What Are Executive Functions, Really?
Executive functions are the brain’s management system. Think of them as an internal CEO—deciding what’s important, keeping tasks on track, and pushing through distractions. These skills include:
- Working memory: Holding and using information in the short term—for example, remembering multi-step instructions.
- Inhibitory control: Resisting the urge to react impulsively or get distracted.
- Cognitive flexibility: Switching focus, adapting to new information, and thinking creatively when things change.
- Planning and organization: Mapping out tasks, sequencing steps, and following through.
Most children build these skills gradually. But for some—especially those with learning differences, ADHD, or anxiety—executive functioning develops more slowly or unevenly. That’s not a failure. It’s a signal that your child needs more support, not more pressure.

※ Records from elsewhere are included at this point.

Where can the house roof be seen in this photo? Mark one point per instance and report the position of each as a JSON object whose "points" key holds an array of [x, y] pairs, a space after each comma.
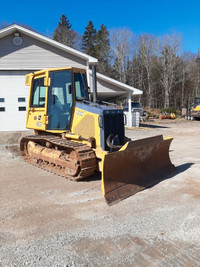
{"points": [[91, 60], [121, 85], [14, 27]]}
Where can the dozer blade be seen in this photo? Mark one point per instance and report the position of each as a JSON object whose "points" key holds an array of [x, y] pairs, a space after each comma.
{"points": [[137, 165]]}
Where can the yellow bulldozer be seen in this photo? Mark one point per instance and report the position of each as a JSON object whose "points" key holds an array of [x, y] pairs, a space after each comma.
{"points": [[74, 136]]}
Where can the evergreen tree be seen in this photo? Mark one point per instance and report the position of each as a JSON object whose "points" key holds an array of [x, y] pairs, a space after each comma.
{"points": [[103, 49], [89, 40], [63, 33]]}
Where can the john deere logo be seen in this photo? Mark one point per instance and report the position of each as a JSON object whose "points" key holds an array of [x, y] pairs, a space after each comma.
{"points": [[80, 113]]}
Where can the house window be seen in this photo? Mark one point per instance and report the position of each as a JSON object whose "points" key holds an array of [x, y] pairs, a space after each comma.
{"points": [[21, 99], [22, 108]]}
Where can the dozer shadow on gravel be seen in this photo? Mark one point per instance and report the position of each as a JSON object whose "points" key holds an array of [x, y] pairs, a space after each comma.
{"points": [[74, 137]]}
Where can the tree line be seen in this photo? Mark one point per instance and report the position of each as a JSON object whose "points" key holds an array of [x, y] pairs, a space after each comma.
{"points": [[155, 65]]}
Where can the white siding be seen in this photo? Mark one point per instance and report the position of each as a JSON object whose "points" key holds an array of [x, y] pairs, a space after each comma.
{"points": [[12, 87], [34, 54]]}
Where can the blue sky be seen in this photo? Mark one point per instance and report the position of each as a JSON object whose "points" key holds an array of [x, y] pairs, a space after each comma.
{"points": [[153, 16]]}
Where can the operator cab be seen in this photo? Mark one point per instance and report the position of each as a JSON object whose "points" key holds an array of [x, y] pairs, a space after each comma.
{"points": [[56, 100]]}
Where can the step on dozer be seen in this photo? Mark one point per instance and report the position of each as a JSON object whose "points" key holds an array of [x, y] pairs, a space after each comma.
{"points": [[137, 165]]}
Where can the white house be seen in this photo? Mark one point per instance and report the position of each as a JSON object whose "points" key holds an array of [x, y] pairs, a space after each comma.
{"points": [[23, 51]]}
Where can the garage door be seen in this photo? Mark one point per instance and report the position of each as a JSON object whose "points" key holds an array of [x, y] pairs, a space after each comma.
{"points": [[13, 100]]}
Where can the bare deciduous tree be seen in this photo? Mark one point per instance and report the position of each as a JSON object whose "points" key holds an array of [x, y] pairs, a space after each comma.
{"points": [[169, 48], [121, 50]]}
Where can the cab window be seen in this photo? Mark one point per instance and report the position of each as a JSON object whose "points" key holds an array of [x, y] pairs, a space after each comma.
{"points": [[38, 93], [80, 86]]}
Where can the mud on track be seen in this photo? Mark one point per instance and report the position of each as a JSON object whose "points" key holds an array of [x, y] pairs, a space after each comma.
{"points": [[46, 220]]}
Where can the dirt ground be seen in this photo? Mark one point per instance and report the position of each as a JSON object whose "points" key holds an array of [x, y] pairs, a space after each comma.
{"points": [[46, 220]]}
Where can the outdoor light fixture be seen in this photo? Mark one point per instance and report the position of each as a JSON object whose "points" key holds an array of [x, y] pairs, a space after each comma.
{"points": [[17, 40]]}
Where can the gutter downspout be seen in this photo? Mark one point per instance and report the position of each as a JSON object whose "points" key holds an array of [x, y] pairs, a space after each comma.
{"points": [[129, 111], [94, 83]]}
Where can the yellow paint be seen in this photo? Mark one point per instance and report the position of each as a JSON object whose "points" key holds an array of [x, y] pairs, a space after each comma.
{"points": [[86, 125]]}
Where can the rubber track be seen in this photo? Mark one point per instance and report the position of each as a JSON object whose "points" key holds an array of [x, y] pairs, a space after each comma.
{"points": [[85, 160]]}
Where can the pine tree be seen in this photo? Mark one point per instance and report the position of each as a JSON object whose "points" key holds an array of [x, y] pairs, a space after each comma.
{"points": [[63, 33], [89, 40], [103, 49]]}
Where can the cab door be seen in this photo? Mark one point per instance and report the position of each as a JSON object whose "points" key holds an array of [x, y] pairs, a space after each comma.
{"points": [[36, 116]]}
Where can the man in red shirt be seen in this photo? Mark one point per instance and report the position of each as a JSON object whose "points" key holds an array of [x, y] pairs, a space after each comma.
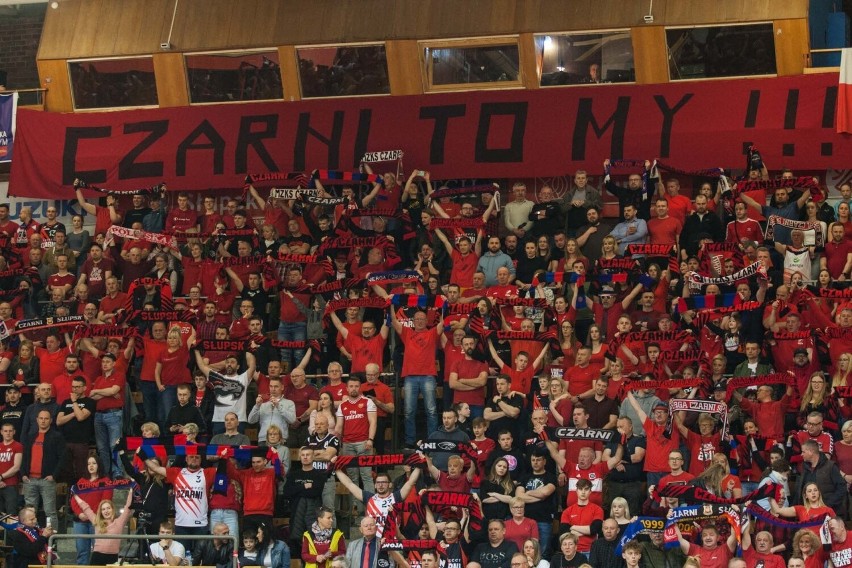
{"points": [[382, 397], [356, 429], [583, 518], [306, 399], [468, 378], [761, 553], [108, 391], [419, 371], [11, 456], [259, 484], [768, 414], [678, 204], [658, 445], [181, 218], [364, 346], [712, 555]]}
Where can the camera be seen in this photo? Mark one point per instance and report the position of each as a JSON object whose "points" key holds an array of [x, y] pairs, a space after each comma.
{"points": [[143, 518]]}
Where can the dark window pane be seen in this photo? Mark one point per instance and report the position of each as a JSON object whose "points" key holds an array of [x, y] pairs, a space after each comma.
{"points": [[721, 51], [226, 77], [343, 71], [573, 59], [111, 83], [465, 65]]}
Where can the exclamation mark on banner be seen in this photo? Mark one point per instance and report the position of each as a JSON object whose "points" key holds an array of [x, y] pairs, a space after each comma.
{"points": [[751, 116], [789, 149], [829, 107]]}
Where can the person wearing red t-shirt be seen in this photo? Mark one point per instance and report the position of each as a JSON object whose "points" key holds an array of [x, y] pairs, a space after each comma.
{"points": [[522, 374], [841, 543], [664, 229], [583, 518], [585, 469], [364, 346], [761, 553], [11, 456], [356, 429], [677, 475], [468, 378], [105, 217], [182, 217], [743, 228], [702, 446], [419, 371], [464, 259], [711, 553], [108, 391], [659, 447], [455, 478]]}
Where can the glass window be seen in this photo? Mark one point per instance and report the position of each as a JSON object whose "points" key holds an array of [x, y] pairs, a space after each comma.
{"points": [[721, 51], [452, 64], [575, 59], [111, 83], [226, 77], [343, 71]]}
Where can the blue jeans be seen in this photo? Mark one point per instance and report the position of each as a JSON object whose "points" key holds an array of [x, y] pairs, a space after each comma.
{"points": [[413, 387], [168, 399], [151, 401], [227, 516], [545, 531], [107, 434], [84, 546], [292, 331]]}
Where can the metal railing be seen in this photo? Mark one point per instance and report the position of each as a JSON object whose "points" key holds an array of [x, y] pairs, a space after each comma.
{"points": [[234, 538]]}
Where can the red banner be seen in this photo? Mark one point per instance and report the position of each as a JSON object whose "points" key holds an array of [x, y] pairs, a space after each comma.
{"points": [[485, 134]]}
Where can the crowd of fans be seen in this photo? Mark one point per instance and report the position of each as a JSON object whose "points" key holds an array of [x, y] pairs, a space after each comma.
{"points": [[538, 320]]}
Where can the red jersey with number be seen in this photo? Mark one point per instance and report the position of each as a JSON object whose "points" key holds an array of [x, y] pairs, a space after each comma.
{"points": [[356, 424]]}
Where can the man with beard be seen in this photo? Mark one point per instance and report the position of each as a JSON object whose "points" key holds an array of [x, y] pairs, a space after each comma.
{"points": [[230, 388]]}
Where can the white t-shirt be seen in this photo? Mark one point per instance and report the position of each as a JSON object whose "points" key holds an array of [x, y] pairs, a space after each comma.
{"points": [[230, 395], [159, 554]]}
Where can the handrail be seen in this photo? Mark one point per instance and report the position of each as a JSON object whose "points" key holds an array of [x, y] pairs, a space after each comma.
{"points": [[51, 538]]}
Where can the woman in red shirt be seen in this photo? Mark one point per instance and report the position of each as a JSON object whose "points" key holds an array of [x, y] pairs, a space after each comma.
{"points": [[173, 369], [814, 507]]}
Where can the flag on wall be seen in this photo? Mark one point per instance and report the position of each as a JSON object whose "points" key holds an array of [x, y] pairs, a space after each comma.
{"points": [[844, 93], [8, 109]]}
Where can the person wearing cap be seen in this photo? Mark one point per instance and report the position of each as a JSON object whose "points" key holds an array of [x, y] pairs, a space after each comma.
{"points": [[659, 444], [699, 225], [108, 392]]}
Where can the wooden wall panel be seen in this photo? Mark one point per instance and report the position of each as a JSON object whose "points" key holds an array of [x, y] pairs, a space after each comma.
{"points": [[172, 89], [527, 61], [792, 46], [99, 28], [649, 54], [404, 75], [289, 73], [54, 78]]}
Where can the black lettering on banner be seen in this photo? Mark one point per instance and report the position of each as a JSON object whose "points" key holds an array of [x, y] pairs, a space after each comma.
{"points": [[248, 138], [585, 118], [73, 135], [829, 106], [214, 142], [332, 142], [791, 110], [668, 121], [441, 116], [128, 168], [362, 135], [751, 111], [515, 151]]}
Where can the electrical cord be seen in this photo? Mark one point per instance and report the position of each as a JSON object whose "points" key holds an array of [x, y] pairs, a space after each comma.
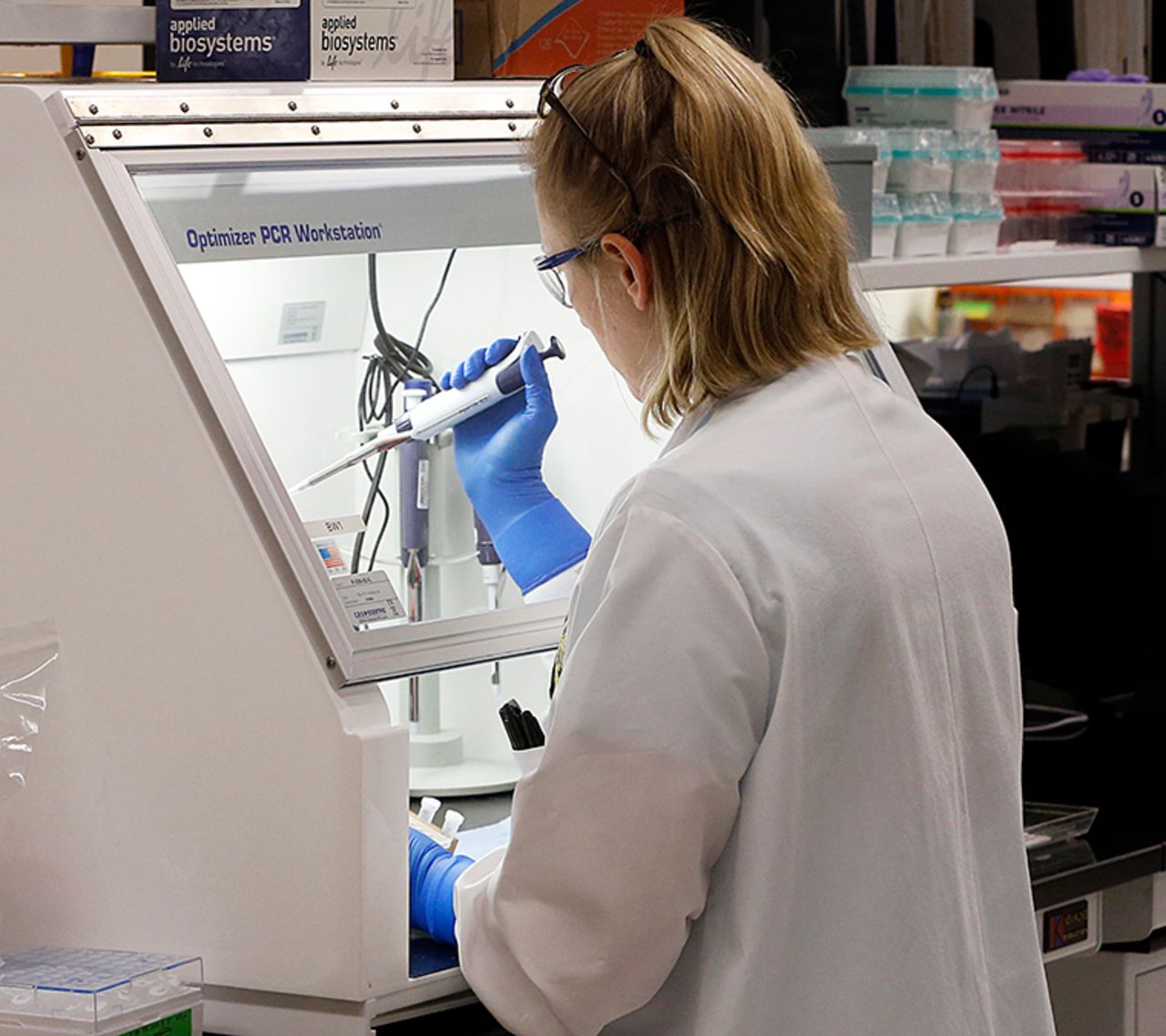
{"points": [[394, 363], [1048, 719]]}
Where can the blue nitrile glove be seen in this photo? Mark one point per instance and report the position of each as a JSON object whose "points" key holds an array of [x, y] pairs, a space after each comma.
{"points": [[433, 874], [499, 457]]}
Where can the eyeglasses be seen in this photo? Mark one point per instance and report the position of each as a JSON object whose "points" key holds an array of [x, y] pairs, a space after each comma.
{"points": [[552, 277], [549, 100], [549, 267]]}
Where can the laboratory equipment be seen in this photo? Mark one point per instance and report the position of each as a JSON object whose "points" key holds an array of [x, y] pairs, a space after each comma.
{"points": [[491, 578], [860, 136], [953, 97], [885, 223], [231, 768], [59, 990], [1046, 824], [440, 413], [977, 221], [927, 221], [975, 157], [921, 161]]}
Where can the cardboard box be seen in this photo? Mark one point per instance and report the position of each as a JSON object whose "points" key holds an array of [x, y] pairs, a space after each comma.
{"points": [[537, 37], [471, 40], [232, 40], [1116, 121], [382, 40]]}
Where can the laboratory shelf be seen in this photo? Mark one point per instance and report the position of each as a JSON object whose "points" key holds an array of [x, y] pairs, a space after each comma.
{"points": [[1007, 265], [24, 22]]}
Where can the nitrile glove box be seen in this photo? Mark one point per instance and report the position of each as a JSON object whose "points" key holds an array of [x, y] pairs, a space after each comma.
{"points": [[380, 40], [1116, 121], [232, 40]]}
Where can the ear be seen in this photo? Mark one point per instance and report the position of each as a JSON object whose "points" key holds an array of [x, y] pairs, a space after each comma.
{"points": [[634, 267]]}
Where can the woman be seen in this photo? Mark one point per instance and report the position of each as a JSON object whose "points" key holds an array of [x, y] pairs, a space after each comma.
{"points": [[782, 785]]}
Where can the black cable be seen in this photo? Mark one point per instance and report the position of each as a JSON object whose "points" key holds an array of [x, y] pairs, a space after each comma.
{"points": [[994, 391], [366, 511], [394, 363]]}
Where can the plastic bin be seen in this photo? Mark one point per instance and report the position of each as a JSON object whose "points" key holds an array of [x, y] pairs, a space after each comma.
{"points": [[836, 136], [975, 224], [958, 98], [885, 223], [975, 158], [1038, 165], [926, 224], [1045, 217], [99, 993], [921, 161]]}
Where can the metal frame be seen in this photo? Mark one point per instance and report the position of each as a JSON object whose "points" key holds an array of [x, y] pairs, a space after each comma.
{"points": [[200, 116], [351, 658]]}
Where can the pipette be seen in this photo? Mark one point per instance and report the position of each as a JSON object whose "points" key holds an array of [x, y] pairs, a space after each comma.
{"points": [[445, 410]]}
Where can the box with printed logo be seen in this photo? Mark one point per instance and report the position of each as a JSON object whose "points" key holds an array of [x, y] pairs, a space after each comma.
{"points": [[232, 40], [1120, 205], [380, 40], [1115, 121], [537, 37]]}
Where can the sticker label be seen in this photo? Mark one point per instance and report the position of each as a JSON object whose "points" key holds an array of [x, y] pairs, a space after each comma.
{"points": [[230, 5], [423, 486], [369, 598], [179, 1024], [330, 554], [333, 527], [1066, 926], [302, 323]]}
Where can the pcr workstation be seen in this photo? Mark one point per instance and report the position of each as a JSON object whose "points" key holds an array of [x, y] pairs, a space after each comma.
{"points": [[217, 295]]}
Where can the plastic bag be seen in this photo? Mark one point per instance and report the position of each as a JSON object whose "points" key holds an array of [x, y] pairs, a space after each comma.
{"points": [[28, 670]]}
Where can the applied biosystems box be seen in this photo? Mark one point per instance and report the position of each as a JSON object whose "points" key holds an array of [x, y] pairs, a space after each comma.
{"points": [[232, 40], [99, 993], [382, 40]]}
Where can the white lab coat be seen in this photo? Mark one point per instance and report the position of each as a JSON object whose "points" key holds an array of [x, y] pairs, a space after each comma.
{"points": [[782, 789]]}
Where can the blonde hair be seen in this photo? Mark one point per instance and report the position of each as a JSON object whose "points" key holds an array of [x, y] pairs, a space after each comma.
{"points": [[748, 242]]}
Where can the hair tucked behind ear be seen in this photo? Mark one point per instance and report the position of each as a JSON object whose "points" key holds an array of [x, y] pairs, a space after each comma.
{"points": [[748, 242]]}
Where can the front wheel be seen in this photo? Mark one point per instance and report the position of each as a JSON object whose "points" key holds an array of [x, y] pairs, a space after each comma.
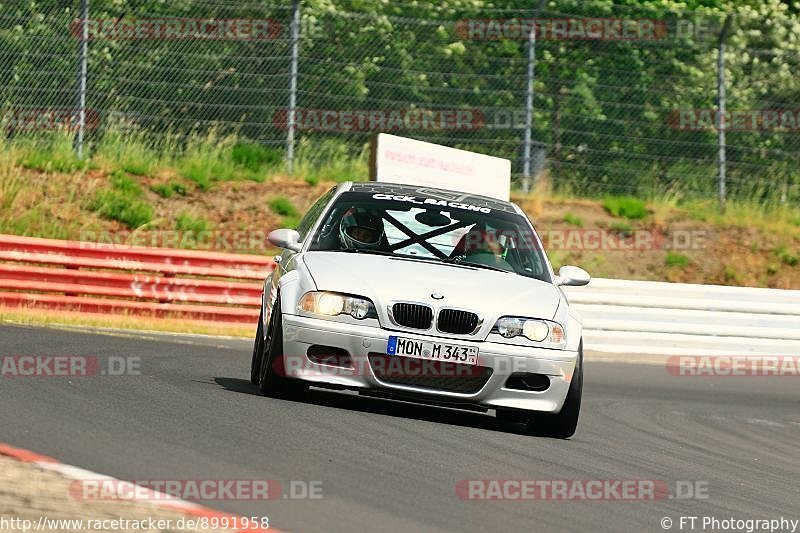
{"points": [[563, 424], [272, 379]]}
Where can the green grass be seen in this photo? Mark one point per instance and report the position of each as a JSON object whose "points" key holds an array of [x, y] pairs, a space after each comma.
{"points": [[49, 154], [168, 189], [675, 259], [282, 206], [133, 152], [621, 227], [186, 222], [122, 202], [730, 275], [625, 207], [331, 160], [786, 257], [255, 157], [575, 220], [290, 222], [119, 206]]}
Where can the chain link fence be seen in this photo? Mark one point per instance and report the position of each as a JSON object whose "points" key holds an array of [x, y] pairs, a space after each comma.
{"points": [[618, 98]]}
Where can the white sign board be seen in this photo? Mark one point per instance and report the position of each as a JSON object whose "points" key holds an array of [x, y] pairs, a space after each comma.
{"points": [[400, 160]]}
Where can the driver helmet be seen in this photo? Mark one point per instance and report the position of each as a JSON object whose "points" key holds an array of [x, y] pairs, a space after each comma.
{"points": [[361, 229]]}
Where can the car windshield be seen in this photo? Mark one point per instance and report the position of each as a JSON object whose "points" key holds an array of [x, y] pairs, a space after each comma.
{"points": [[433, 230]]}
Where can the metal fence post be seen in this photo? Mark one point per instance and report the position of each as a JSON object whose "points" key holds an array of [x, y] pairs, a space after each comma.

A Different Way to Approach Learning at Home
When a child has underdeveloped executive functions, tackling homework is like running a race with shoelaces tied together. But traditional instruction often only deepens their frustration. That’s where your role as a parent becomes transformative.
Instead of trying to force focus, or discipline forgetfulness, try stepping back. Imagine what it’s like to live in a brain where information disappears mid-sentence, or where switching from playing to math feels like moving mountains. Empathy isn’t just kind—it’s effective.
One very practical tip? Make learning more concrete and connected to your child’s world. For example, turning a written science lesson into a fun, personalized audio adventure where your child becomes the hero—complete with their name and voice narration—can awaken their curiosity and engagement. Some apps, like Skuli (available on iOS and Android), offer this exact experience, helping children stay focused through storytelling while reinforcing key academic content.
And for children who struggle to read or concentrate while seated, transforming lessons into audio—something they can listen to while tidying their room or riding in the car—can bypass executive overload altogether. You can read more about this multisensory approach in this article.
Simple Daily Practices That Train Executive Functions
You don’t need fancy programs to support executive function development. In fact, much of the work happens in day-to-day life—during conversations, play, and little routines. Here are some powerful moments to harness:
- Morning planning: Invite your child to talk through their day with you. What will they do first? What supplies do they need for school? This builds sequencing and forward thinking.
- “What if?” conversations: Pose scenarios—“What if your friend forgets their lunch again?” These help kids practice flexible thinking and problem-solving.
- Organizing personal spaces: From backpacks to bedroom drawers, letting your child lead a simple clean-up encourages decision-making and spatial planning.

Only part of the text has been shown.